Zrobiliśmy to razem po czym udaliśmy się do jednej z kawiarni by trochę odpocząć i na spokojnie porozmawiać.
*Oczami Dawida*
Mijały dni, a ja nadal nie mogłem się skontaktować z Fabienne. Czułem się strasznie, ale czułem, że ona mi tego nigdy nie wybaczy. Siedziałem właśnie z Marceliną kiedy to w telewizji usłyszałem coś co mnie zaciekawiło. Automatycznie pod głosiłem i zacząłem słuchać. " Szok! Niesamowita niespodzianka od Fabienne dziewczyny, a może lepiej powiedzieć byłej dziewczyny Dawida Kwiatkowskiego. Śliczna brunetka wstawiła do internetu swoją debiutancką piosenkę. Jesteśmy pod wrażeniem jej talentu i teledysku. Z tego co możemy wywnioskować dziewczyna cierpi po stracie chłopaka. Czyżby był nim Dawid Kwiatkowski ? Dla przypomnienia w ostatnim czasie widać go często z inną modelką Marceliną. Dla tych którzy nie widzieli piosenka Fabienne pod tytułem "The Heart Wants What it Wants" ". I wtedy zobaczyłem to klik. Łza w oku mi się zakręciła. Czułem się potwornie widząc ją płaczącą. Oczywiście zdawałem sobie sprawę, że piosenka jest o nikim innym tylko o mnie. Nie sądzę, żeby ktoś jeszcze skrzywdził ją w tak okrutny sposób jak ja.

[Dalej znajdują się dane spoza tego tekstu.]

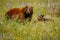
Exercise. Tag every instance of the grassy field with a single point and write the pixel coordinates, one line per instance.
(35, 30)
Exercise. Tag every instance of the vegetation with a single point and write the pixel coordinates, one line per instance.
(35, 30)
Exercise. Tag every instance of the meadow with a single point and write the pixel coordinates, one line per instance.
(34, 30)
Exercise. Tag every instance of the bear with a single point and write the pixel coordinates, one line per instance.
(21, 13)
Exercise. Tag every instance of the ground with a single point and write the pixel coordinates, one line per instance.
(35, 30)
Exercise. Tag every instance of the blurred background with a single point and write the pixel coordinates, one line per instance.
(15, 30)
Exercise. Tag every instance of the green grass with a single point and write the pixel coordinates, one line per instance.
(35, 30)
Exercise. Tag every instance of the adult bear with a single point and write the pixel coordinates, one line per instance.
(20, 13)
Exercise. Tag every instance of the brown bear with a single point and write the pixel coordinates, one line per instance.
(20, 13)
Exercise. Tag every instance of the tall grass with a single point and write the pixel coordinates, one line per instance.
(34, 30)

- Dawid, daj spokój ona się chcę po prostu jakoś wybić i zabłysnąć bo przecież bez Ciebie pójdzie w zapomnienie- powiedziała Marcelina.

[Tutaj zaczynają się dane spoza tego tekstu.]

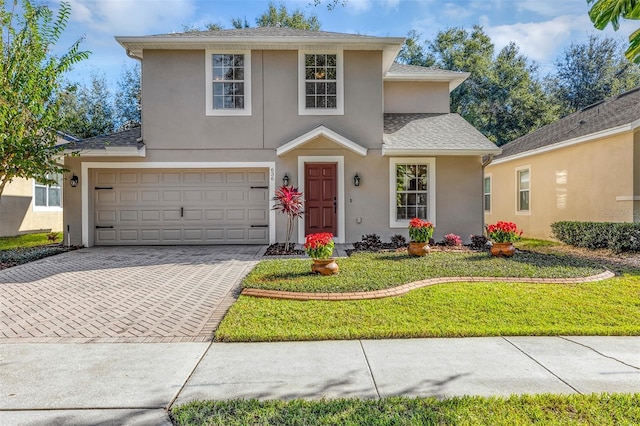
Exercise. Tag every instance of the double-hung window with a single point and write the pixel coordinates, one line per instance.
(487, 193)
(412, 190)
(523, 177)
(320, 83)
(228, 88)
(48, 197)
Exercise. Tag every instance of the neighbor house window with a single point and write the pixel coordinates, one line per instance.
(48, 196)
(320, 83)
(228, 77)
(412, 190)
(524, 189)
(487, 193)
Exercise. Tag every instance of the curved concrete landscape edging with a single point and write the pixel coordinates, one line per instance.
(405, 288)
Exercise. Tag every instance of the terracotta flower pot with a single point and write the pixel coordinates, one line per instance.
(503, 249)
(418, 249)
(325, 266)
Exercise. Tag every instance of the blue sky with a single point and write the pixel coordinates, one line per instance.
(541, 28)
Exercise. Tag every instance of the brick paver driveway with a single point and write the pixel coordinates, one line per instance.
(122, 294)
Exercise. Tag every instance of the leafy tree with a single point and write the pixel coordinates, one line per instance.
(589, 72)
(604, 12)
(30, 81)
(128, 97)
(87, 111)
(280, 17)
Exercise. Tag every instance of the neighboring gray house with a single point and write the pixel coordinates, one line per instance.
(229, 115)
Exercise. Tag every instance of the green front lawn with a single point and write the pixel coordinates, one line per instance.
(373, 271)
(26, 240)
(603, 409)
(607, 307)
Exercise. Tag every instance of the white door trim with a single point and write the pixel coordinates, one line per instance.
(86, 166)
(339, 188)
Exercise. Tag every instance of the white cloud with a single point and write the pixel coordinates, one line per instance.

- Nie mów tak. Ona nigdy tego nie chciała. I kto jak kto, ale to ty się wybiłaś dzięki mnie- spojrzałem na nią.
- Kochanie daj spokój wiesz, że teraz jest już inaczej zależy mi na Tobie i proszę czas zapomnieć o niej- powiedziała to uśmiechając się do mnie.
Już nic jej nie odpowiedziałem nie miałem po po prostu na to siły.
*Oczami Nikodema.
Piosenka Fabienne, stawała się przebojem z czego oczywiście się bardzo cieszyłem. Zacząłem z nią spędzać coraz więcej czasu. To taka miła, słodka i pozytywna dziewczyna. Kiedyś traktowałem ją jak młodszą siostrę, a teraz coś zaczęło się zmieniać z czego nie byłem zbytnio zadowolony. Niedługo miała być premiera mojego nowego filmu w Polsce. Zacząłem się zastanawiać czy zabrać Fabienne razem ze sobą, ale głupio było mi zapytać. Jednak zebrałem się na odwagę i postanowiłem spytać prosto z mostu
- Fabi, słuchaj bo za dwa dni jest premiera mojego nowego filmu no i nie przeszłabyś się ze mną ?-spojrzałem nie pewnie na dziewczynę.
- Wow, zaskoczyłeś mnie. Nie ukrywam, że nie spodziewałam się tego- zaśmiała się dziewczyna, po czym dodała.
- Ale chętnie z Tobą pójdę- uśmiechnęła się promiennie. Już dawno nie widziałem jej tak uśmiechniętej.
- W takim razie świetnie, mam nadzieje, że się wystroisz ? - zaśmiałem się.
- Czyżbyś we mnie wątpił ?- spojrzała lekko oburzona.
- Nie no coś ty przecież wiesz, że żartuje- uśmiechnąłem się i bez zastanowienia przytuliłem dziewczynę.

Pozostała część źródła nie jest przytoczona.